Oxford’s Daniel Kroening has been recognised with  the 2011 Haifa Verification Conference award for work on CBMC, a bounded model-checker for C programs. The HVC award recognizes the most promising academic and industrial contribution to the fields of testing and software and hardware verification from the last five years.

CMBC is the first and most influential industrial-strength verification engine for a non-academic programming language, and hence a major milestone in automated verification. To date, CMBC is the only verification engine that supports the full functionality of C, including precise modeling of floating-point operations and bit-precise arithmetic.

In recognising Daniel's achievements, the awarding body stated:

“Previous verification engines for programs, better known as theorem provers, were all dedicated to artificial languages and required manual assistance in the form of invariants and intermediate goals. Their focus was not necessarily on programs or industrial adoption. Indeed, these tools are rarely used in the industry.

In contrast, CBMC is being used in dozens of locations in the industry around the world. Several bugs in MS-Windows, for example, were exposed in Microsoft with modules of CBMC. CBMC is based on continuous innovation, developed and implemented by Daniel  and his group. Other tools developed by Daniel include SATABS and EBMC, which are used in the industry as well, and together they provide an extremely comprehensive software verification solution.

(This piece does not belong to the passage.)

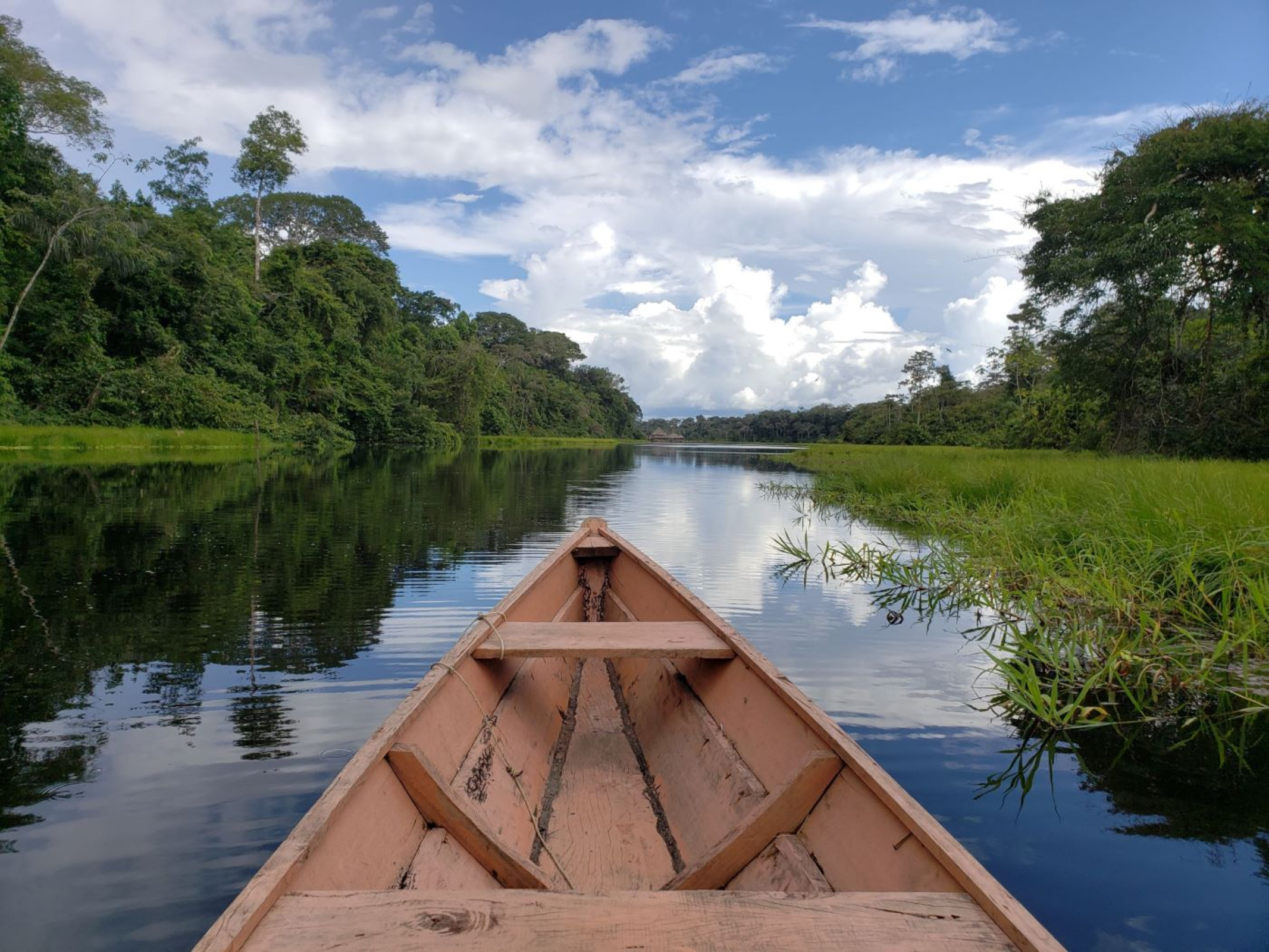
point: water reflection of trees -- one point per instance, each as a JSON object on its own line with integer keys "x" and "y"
{"x": 1157, "y": 781}
{"x": 277, "y": 570}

Research is taking place around CBMC in almost every research university in the US and Europe. The main CBMC article is cited (according to Google Scholar) over 400 times to date. It is safe to say that CBMC promotes the industrial adoption of formal software verification more than any other tool in existence.”

Daniel presented his award-winning contribution at the IBM-organised conference in Haifa, Israel earlier this month.  HVC 2011 was the seventh in the series of annual conferences dedicated to advancing the state-of the-art and state-of-the-practice in verification and testing of hardware and software. The conference provides a forum for researchers and practitioners from both academia and industry to share their work, exchange ideas, and discuss challenges and future directions of testing and verification for hardware, software, and hybrid systems.